On 26 July, the Department of Work and Pensions (DWP) published its consultation on the long-awaited draft Occupational Pension Schemes (Funding and Investment Strategy and Amendment) Regulations 2023 (the Draft Regulations). The Draft Regulations are the latest component of a broader regulatory push towards ensuring that Defined Benefit (DB) pension schemes are focused on long-term journey planning.
The Draft Regulations introduce a new guiding principle for trustees: “low dependency” on the scheme employer. As discussed in our last blog on this topic, the Pension Schemes Act 2021 requires DB trustees to set a target funding level and draw up a Funding and Investment Strategy (FIS) for their scheme. The Draft Regulations require that both the target and the FIS will over time need to be determined on a low dependency basis, i.e. determined so that, by the time the scheme reaches “significant maturity”, it would not be expected that further employer contributions would be required to meet pension promises. Significant maturity will vary between schemes, being reached when the “duration of liabilities” of a scheme meets a threshold that the DWP anticipates will be set by the Pensions Regulator in its forthcoming DB Funding Code of Practice (likely around 12 years).
The low dependency principle marks a departure from “self-sufficiency” as the gauge of scheme health for mature schemes. It will underpin not only the financial destination set by scheme trustees but, crucially, the roadmap (the FIS) which they are required to create to guide the scheme to that point. The DWP estimates that 80% of DB schemes already have a long-term objective for their scheme, but even trustees for these schemes will have to ensure their approaches qualify under the new low dependency rules. From an employer perspective, the policy pivot towards achieving long-term low dependency may prompt a spike in short-term trustee demands for support, as the industry seeks to adjust to the new regulatory expectations.

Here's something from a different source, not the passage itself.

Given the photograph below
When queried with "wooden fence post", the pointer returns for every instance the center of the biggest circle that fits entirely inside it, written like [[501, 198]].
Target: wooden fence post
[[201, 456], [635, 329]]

FIS requirements and negotiation
The Draft Regulations also specify the level of detail a FIS must contain, and certain “matters and principles” that trustees must take into account when developing and revising the FIS, including the investment risk and liquidity of the scheme at the relevant stage of its journey plan. The strength of the employer covenant will also inform the FIS, with schemes that have greater recourse to employer support permitted more latitude in developing their FIS.

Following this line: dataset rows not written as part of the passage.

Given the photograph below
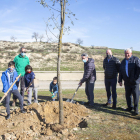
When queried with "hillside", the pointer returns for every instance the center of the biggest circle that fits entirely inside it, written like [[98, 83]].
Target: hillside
[[43, 56]]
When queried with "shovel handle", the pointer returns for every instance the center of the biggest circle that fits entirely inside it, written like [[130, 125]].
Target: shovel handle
[[75, 93], [9, 89]]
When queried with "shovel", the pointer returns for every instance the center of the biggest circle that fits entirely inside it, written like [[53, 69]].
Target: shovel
[[9, 89], [71, 100]]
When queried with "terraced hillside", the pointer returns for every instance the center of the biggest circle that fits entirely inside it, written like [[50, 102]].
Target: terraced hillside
[[43, 56]]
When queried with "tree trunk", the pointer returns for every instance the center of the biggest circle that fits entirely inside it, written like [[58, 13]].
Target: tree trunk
[[61, 117]]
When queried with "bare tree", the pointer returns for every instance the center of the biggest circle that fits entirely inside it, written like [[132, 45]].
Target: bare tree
[[79, 41], [41, 37], [13, 38], [92, 46], [62, 30], [35, 35]]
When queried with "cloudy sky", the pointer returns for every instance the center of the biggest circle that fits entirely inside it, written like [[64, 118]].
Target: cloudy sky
[[111, 23]]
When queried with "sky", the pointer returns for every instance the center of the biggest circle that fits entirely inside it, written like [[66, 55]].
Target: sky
[[110, 23]]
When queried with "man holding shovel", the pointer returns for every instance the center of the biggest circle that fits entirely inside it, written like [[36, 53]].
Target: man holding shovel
[[8, 77], [21, 61], [89, 78]]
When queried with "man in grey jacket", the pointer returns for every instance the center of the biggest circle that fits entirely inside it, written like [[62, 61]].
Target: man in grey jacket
[[89, 78], [130, 73], [111, 66]]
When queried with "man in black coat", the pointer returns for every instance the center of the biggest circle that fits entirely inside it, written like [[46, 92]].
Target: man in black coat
[[111, 66], [89, 78], [130, 73]]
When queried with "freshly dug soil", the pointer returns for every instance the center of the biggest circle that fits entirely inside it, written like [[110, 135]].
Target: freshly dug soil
[[42, 119]]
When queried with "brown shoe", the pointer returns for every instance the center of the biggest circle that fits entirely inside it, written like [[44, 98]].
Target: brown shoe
[[107, 104]]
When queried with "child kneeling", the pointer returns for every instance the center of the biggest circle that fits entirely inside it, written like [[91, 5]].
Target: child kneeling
[[8, 77], [29, 84], [54, 88]]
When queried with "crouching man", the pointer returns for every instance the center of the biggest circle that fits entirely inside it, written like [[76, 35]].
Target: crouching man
[[89, 78]]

Interestingly, the DWP confirms that employers “will need to agree” the FIS with the trustee. This process may create some friction in the employer-trustee relationship not least by potentially giving employers a greater say over investment matters. Further, particularly in the short term, we may see trustees seek to drive up contributions to compensate for more conservative investment allocations, whilst employers resist them. It is significant that the Draft Regulations envisage the FIS as a living document: it must be reviewed (and if necessary revised) in circumstances including the conduct of any statutory valuation, or any “material change” in the circumstances of the scheme or the employer. The trustee-employer FIS negotiation is likely to become a familiar process, adding time and effort to running a DB pension scheme.
From an employer’s perspective, these new requirements may spark further interest in seeking to off-load the scheme altogether to an insurance company or superfund.
The consultation on the Draft Regulations will close on 17 October 2022. The Pensions Regulator is expected to announce its own consultation on its new DB Funding Code of Practice, this Autumn.